In this film, no one is more real than Santa. His problems long predate the appearance of a hired killer at his workshop, and the demon-haunted Gibson is perfect as a gruff, worn-down curmudgeon of a Chris Cringle trying to keep his operation afloat by doing contract work for the Pentagon. Most actors would have made the role a caricature, but Gibson made it real.

Marianne Jean-Baptiste starts quietly in her role as his wife, but she is stealing the show by the end. And Walton Goggins is excellent as the assassin sent by a precocious brat to put the fat man on ice. Each of these characters is able to surprise viewers.

This unexpectedness includes the villains, who are thoroughly wicked, but who are also given moments that show us the pain that propelled them down the paths of evil. The bad guys are made understandable, but without being excused.

This character development is possible because there is not much superfluous flesh on “Fatman.” What is in there is in there for a reason. The filmmakers keep things moving—even a villain montage manages to develop the character, and the call-outs to genre tropes stay brisk.

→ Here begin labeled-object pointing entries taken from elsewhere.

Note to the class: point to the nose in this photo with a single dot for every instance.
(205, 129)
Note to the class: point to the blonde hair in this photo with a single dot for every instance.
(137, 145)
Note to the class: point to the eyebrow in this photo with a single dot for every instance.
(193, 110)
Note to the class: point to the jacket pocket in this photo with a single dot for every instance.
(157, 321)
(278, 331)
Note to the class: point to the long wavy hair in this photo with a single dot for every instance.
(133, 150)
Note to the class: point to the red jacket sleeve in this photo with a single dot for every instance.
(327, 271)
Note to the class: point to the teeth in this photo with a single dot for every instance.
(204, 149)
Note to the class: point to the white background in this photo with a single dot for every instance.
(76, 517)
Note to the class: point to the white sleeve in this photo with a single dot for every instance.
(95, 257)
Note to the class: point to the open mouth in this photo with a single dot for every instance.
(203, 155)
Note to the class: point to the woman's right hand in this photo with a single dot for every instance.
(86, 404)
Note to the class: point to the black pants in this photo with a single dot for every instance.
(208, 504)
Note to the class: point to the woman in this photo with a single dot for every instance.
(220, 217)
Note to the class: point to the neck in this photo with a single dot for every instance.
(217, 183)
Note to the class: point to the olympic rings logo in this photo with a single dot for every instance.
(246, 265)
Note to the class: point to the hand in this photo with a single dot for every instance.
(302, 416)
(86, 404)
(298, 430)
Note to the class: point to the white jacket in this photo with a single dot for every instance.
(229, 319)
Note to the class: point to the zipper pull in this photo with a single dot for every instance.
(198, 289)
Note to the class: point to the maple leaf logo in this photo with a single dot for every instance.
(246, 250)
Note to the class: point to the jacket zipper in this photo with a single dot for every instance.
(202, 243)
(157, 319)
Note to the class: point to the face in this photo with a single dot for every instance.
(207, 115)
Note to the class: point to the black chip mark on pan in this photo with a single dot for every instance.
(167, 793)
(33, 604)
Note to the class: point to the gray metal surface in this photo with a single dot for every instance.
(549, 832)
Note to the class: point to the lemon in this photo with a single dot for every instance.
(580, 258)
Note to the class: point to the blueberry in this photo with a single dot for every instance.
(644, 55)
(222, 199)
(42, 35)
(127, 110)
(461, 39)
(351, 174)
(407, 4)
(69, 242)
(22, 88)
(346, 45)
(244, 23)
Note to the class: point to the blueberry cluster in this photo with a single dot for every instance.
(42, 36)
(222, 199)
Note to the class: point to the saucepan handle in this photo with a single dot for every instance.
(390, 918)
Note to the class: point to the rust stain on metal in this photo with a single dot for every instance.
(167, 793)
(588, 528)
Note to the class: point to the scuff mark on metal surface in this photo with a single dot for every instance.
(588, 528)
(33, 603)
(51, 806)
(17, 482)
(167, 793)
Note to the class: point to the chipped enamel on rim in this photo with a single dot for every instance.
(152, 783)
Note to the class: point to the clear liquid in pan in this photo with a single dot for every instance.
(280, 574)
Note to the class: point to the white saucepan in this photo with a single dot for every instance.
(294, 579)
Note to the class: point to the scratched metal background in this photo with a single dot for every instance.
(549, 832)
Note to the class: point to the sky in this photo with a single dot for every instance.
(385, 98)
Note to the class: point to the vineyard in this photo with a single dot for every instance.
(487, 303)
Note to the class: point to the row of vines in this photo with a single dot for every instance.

A few parts of the film did not work as well as the rest. We see enough of the elves to realize they are not what we expect, and to make us have surprising respect for them, but they are still a bit underdeveloped as characters. The representatives of the U.S. military are even more prone to being plot devices than developed as characters.

Nonetheless, “Fatman” is a surprisingly complete movie, with characters, settings, and dialogue that make a surreal plot into something real. Consequently, it is more reflective than would be expected. Good characters can always make an audience think.

It might be too much to call “Fatman” a meditation on God and government, but the material is there. The government, including the military brass who want elves manufacturing parts for fighter jets, does a poor job of protecting anyone, even themselves, from the forces of evil.

In the end, the government is little more than a money spigot, good for a check in the mail. Santa has to get his hands dirty to protect himself, and to mete out justice. There will be blood on the snow.

Meanwhile, God is absent from the world of “Fatman,” other than a cross in the home of early and unnamed targets of the assassin. Instead of God, we get a god, with Chris Cringle offering lesser forms of divine reward and retribution—toys and coal rather than heaven and hell.

But this is not a feel-good holiday film content to reduce wickedness to naughtiness that deserves nothing worse than the disappointment of coal on Christmas morning. Evil is real, and Santa knows it as well as anyone. He fears that his carrots and sticks are insufficient to direct the young toward the good. Kids these days, indeed.

In this world, God and the government can’t save you. The Fatman might, if he can save himself, but some people are still beyond his reach, if not his wrath. This is, in that sense, a film set in a very pagan world. With just Santa, it is not really Christmas.